2

We run a learning platform for primary schools here in the UK and it's all been running extremely well. However at around 4PM Monday to Friday we see the same issue arise -- 1-2 PHP threads will spike to 100% CPU and gradually start eating up RAM until the server(s) fall over.

98%+ of our requests are HTTPS, these come into our Layer 7 load balancer which then decrypts the SSL data, adds the X-HTTP-Forwarded-For header and forwards the data onto an application server (we have 2 of those at the moment) on port 80. Our application servers have Varnish on port 80 which takes in the request from the load balancer and passes the request through to Nginx on port 81. Nginx then works out which 'vhost' it needs to use and passes any PHP processing through to PHP-CGI which is listening on a socket (managed through spawn-fcgi). There's an instance of Memcached running too, MySQL runs on a separate server / slave setup.

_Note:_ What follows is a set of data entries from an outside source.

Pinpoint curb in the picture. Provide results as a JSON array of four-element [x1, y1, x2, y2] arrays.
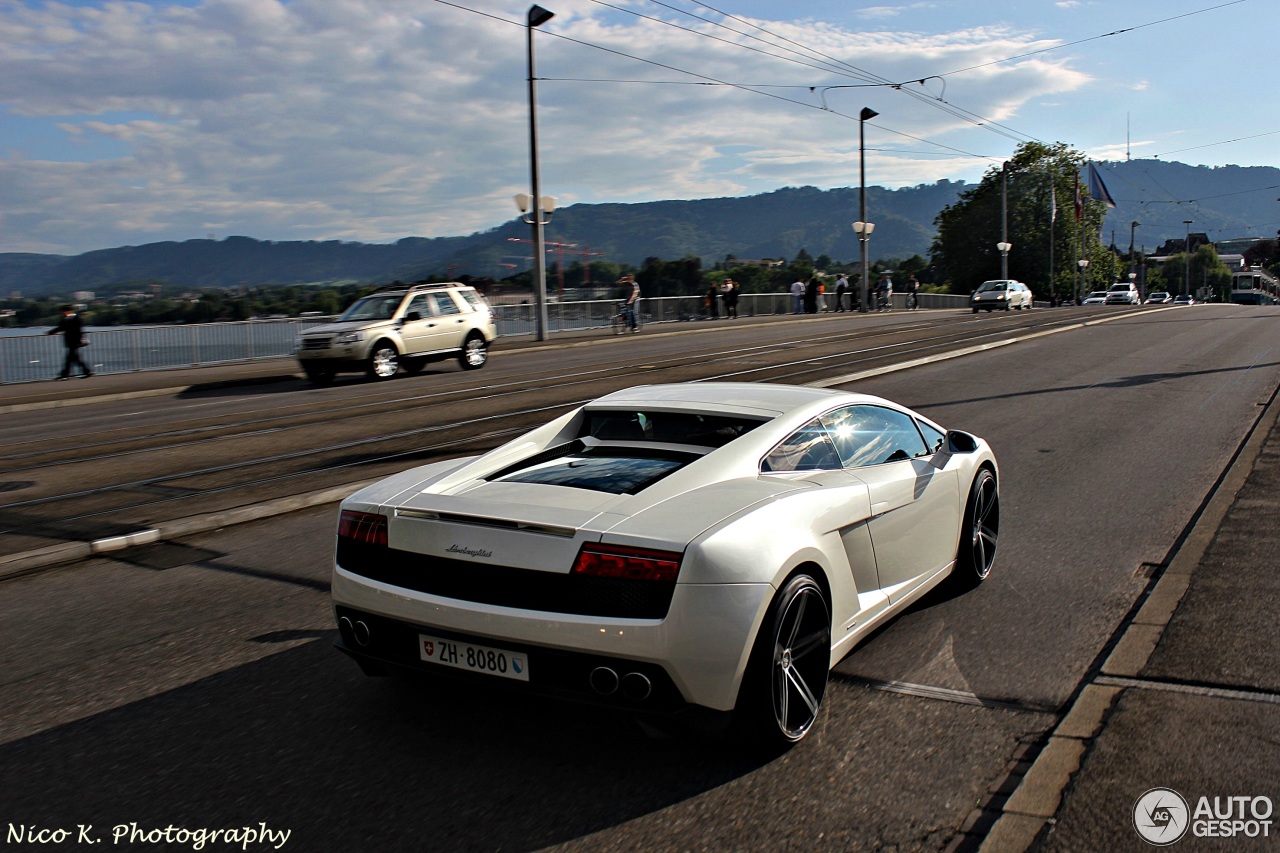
[[0, 478, 381, 580], [979, 361, 1280, 853]]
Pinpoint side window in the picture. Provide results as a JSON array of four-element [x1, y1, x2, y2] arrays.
[[430, 293, 462, 316], [760, 419, 840, 473], [404, 293, 431, 318], [820, 406, 929, 467], [916, 420, 947, 452]]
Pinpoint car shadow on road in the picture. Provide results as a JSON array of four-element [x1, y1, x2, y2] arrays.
[[0, 638, 762, 850]]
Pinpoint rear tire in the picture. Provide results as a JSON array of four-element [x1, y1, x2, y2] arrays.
[[365, 339, 399, 382], [735, 574, 831, 748], [458, 332, 489, 370], [947, 467, 1000, 592]]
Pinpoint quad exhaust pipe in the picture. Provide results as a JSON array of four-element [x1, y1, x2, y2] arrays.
[[338, 616, 372, 646], [588, 666, 653, 702]]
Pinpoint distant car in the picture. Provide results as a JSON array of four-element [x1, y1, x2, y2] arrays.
[[969, 278, 1032, 314], [297, 282, 498, 386], [1103, 282, 1142, 305], [332, 383, 1000, 745]]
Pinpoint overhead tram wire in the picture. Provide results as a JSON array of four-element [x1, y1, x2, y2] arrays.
[[434, 0, 1000, 163], [938, 0, 1244, 77], [640, 0, 1049, 142], [529, 25, 1000, 161]]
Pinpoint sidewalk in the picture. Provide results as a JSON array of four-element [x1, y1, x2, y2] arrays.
[[982, 389, 1280, 852]]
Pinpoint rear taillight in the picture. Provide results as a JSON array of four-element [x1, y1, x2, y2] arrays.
[[338, 510, 387, 548], [573, 544, 680, 583]]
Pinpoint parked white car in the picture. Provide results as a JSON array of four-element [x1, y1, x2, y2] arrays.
[[1103, 282, 1142, 305], [969, 278, 1032, 314]]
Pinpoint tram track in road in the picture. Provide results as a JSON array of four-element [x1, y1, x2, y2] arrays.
[[0, 308, 1116, 553]]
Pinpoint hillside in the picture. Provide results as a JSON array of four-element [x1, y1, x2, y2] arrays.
[[0, 160, 1280, 296]]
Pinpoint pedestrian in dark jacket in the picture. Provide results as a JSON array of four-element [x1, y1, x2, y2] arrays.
[[47, 305, 93, 379]]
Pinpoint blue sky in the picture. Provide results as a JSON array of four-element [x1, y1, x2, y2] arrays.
[[0, 0, 1280, 254]]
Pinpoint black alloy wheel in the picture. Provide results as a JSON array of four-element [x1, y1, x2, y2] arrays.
[[951, 467, 1000, 589], [739, 574, 831, 747]]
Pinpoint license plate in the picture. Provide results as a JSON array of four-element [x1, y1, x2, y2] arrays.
[[417, 634, 529, 681]]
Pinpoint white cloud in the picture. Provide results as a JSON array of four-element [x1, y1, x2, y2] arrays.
[[0, 0, 1088, 252]]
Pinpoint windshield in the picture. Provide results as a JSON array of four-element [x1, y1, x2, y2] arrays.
[[338, 293, 404, 323]]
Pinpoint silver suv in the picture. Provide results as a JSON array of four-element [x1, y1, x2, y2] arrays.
[[297, 282, 498, 386]]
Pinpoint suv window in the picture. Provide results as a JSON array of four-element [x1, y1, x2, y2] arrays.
[[404, 293, 431, 318], [426, 293, 462, 316], [338, 293, 404, 323]]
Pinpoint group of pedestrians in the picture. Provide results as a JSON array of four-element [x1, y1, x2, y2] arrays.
[[791, 273, 920, 314], [703, 278, 742, 320]]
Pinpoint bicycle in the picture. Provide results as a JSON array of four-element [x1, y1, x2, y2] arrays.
[[612, 302, 640, 334]]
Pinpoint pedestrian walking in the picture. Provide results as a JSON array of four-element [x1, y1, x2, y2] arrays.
[[618, 275, 640, 334], [876, 273, 893, 311], [46, 305, 93, 379], [804, 275, 818, 314], [721, 278, 739, 320]]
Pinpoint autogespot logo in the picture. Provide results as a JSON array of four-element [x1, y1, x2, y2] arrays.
[[1133, 788, 1190, 847]]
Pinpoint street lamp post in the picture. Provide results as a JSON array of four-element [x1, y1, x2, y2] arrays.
[[1129, 219, 1142, 278], [516, 5, 556, 341], [1183, 219, 1192, 293], [996, 160, 1014, 282], [854, 220, 876, 308], [854, 106, 879, 314]]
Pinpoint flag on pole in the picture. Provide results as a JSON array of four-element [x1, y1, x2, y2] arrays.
[[1089, 163, 1116, 210]]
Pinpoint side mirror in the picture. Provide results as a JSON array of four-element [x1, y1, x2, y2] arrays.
[[929, 429, 978, 471]]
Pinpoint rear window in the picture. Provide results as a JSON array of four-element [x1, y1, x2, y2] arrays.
[[579, 410, 764, 447], [492, 442, 698, 494]]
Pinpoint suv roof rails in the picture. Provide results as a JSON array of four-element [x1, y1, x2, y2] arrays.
[[372, 282, 470, 293]]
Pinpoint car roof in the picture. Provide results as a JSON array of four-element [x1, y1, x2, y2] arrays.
[[588, 382, 849, 415]]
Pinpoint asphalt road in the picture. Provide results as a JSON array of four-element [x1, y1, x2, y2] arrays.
[[0, 306, 1280, 850]]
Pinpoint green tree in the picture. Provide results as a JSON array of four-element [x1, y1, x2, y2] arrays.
[[929, 142, 1111, 297]]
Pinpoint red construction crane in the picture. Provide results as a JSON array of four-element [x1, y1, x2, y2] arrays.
[[507, 237, 604, 295]]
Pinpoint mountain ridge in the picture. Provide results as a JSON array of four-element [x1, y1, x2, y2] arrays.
[[0, 160, 1280, 296]]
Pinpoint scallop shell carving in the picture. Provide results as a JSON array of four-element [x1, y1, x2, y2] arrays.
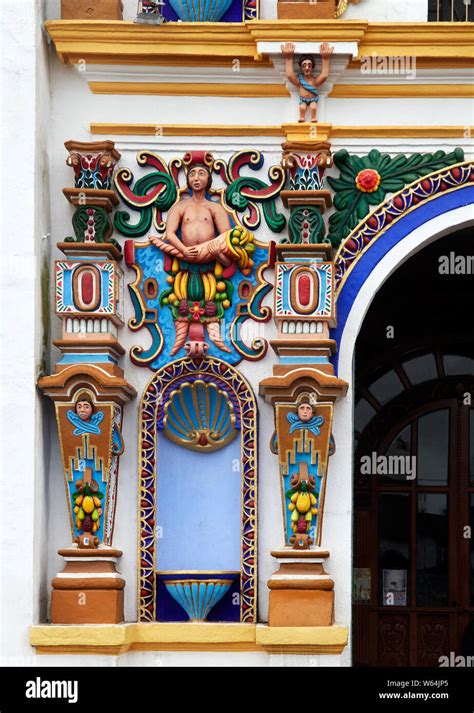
[[163, 380, 238, 451]]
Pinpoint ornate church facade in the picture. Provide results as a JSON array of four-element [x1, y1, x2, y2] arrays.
[[1, 0, 474, 666]]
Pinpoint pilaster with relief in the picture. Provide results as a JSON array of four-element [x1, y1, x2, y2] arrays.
[[38, 141, 136, 624], [260, 124, 347, 626]]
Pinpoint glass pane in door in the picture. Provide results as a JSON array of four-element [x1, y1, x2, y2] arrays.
[[416, 493, 449, 607], [382, 424, 413, 485], [416, 409, 449, 485], [469, 493, 474, 607], [378, 493, 410, 606], [469, 409, 474, 485]]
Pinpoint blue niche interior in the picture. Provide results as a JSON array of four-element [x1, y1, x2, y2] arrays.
[[156, 431, 242, 621]]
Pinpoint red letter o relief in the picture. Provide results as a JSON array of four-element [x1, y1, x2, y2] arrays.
[[72, 265, 101, 312], [290, 266, 319, 314]]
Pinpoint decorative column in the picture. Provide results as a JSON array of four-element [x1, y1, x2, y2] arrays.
[[260, 125, 347, 627], [38, 141, 136, 624]]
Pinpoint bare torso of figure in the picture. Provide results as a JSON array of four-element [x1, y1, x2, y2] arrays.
[[181, 200, 216, 247]]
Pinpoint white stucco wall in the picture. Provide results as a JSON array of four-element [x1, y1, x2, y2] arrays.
[[0, 0, 472, 666]]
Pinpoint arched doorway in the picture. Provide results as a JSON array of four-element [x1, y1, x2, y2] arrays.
[[353, 229, 474, 666]]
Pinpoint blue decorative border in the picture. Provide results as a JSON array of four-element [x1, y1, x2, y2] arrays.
[[331, 165, 474, 371]]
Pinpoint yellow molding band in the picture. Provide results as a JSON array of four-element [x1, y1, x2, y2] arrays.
[[89, 82, 290, 97], [256, 624, 349, 647], [45, 20, 474, 65], [347, 55, 474, 72], [30, 622, 348, 655], [359, 22, 474, 60], [90, 123, 474, 139], [329, 81, 474, 99]]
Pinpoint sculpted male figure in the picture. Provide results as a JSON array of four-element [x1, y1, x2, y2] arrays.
[[149, 164, 232, 266], [149, 152, 255, 356], [281, 42, 334, 122]]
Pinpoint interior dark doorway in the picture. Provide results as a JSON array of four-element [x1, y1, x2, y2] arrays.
[[353, 230, 474, 666]]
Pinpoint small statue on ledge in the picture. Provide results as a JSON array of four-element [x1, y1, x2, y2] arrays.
[[281, 42, 334, 123], [135, 0, 165, 25]]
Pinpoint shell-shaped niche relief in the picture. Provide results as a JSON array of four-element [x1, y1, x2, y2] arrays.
[[163, 379, 239, 451]]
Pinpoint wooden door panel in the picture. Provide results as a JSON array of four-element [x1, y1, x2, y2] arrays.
[[376, 614, 410, 666], [416, 612, 453, 666]]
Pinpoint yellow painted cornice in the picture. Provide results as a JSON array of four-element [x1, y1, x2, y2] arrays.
[[329, 81, 474, 99], [359, 22, 474, 60], [90, 123, 474, 141], [45, 20, 474, 66], [30, 622, 348, 655], [89, 82, 290, 98]]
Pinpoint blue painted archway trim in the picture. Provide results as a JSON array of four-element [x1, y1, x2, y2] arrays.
[[331, 186, 474, 373]]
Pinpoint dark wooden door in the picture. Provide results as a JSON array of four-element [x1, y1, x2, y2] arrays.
[[353, 398, 474, 666]]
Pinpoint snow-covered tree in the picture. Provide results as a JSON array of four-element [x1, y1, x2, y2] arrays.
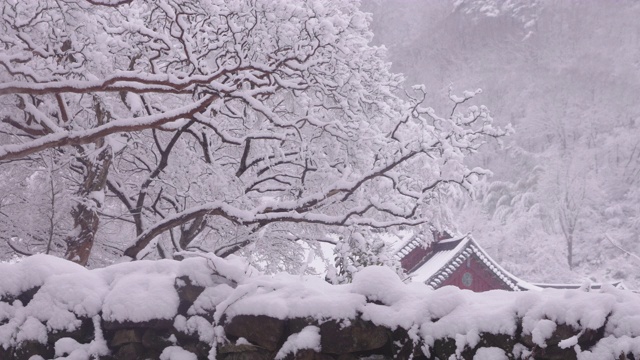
[[0, 0, 506, 268]]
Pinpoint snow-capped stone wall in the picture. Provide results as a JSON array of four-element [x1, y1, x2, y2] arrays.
[[0, 255, 640, 360]]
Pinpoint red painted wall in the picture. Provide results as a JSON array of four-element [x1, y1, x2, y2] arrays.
[[441, 255, 511, 292]]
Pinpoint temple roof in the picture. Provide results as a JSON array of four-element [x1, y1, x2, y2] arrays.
[[396, 234, 626, 291]]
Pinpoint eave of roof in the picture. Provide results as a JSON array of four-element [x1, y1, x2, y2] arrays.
[[410, 235, 540, 291]]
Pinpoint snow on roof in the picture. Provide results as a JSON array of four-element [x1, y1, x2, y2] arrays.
[[532, 280, 629, 290], [402, 234, 540, 291]]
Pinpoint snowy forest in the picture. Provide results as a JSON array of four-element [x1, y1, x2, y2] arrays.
[[0, 0, 640, 287], [365, 0, 640, 288], [0, 0, 640, 360]]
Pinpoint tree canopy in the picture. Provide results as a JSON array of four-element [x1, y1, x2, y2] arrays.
[[0, 0, 508, 270]]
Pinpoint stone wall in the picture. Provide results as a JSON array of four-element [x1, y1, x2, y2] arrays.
[[0, 255, 640, 360]]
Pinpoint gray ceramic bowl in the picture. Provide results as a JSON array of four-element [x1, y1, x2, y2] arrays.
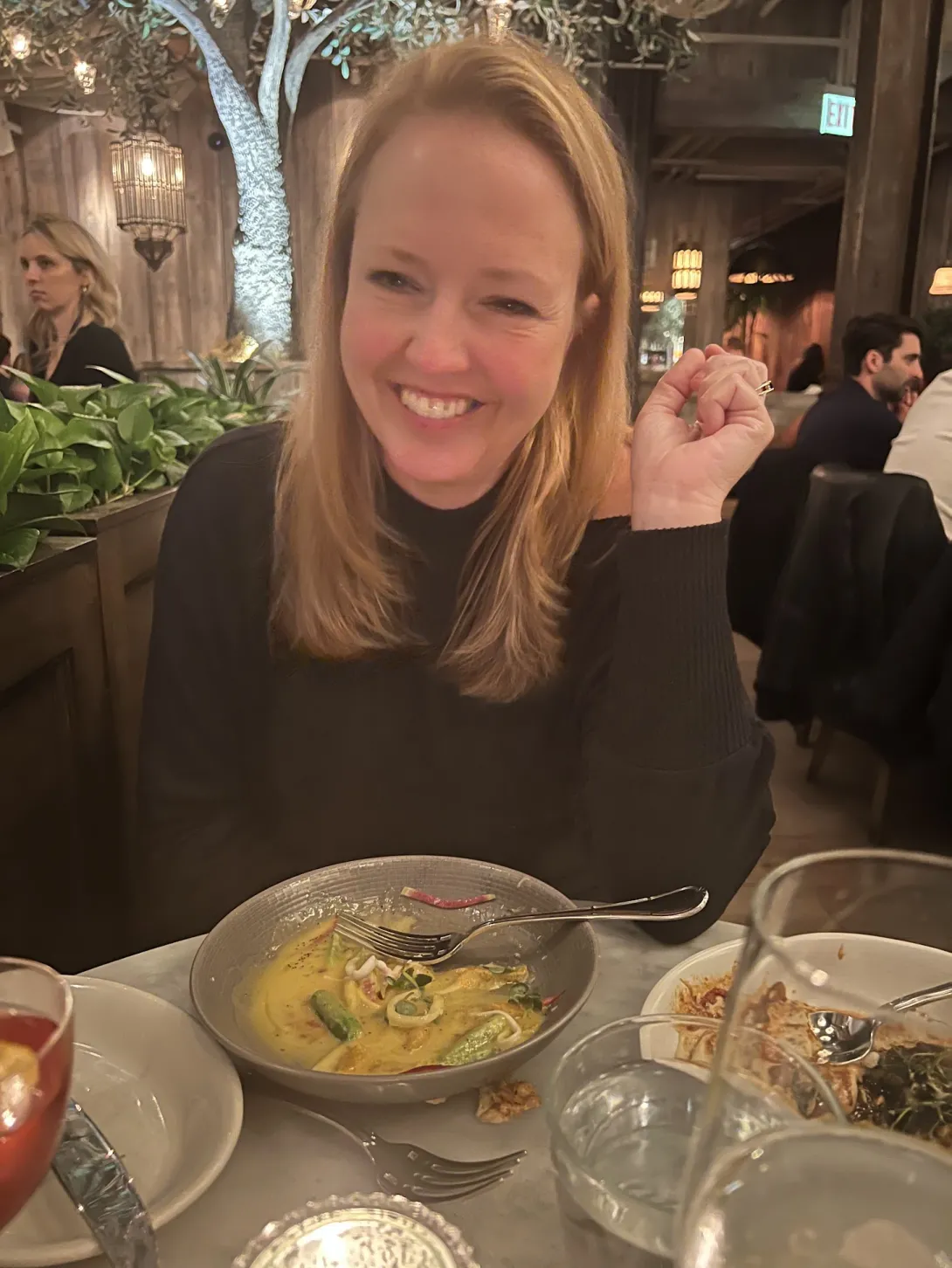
[[191, 855, 597, 1105]]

Throughout the day the load will typically go no higher than 0.8 on either of the application servers, however at around 4PM our problem arises. I've managed to run strace on a few of the actual threads when they cause the problem and I always see the same thing:

stat("/usr/share/zoneinfo/Europe/London", {st_mode=S_IFREG|0644,st_size=3661, ...}) = 0
stat("/usr/share/zoneinfo/Europe/London", {st_mode=S_IFREG|0644,st_size=3661, ...}) = 0

This is repeated infinitely and never stops until you SEGKILL the process or oomkiller kills it. There are no cron jobs scheduled to run at that time and I don't have any way of seeing exactly what Nginx request is associated with the PHP process which is running.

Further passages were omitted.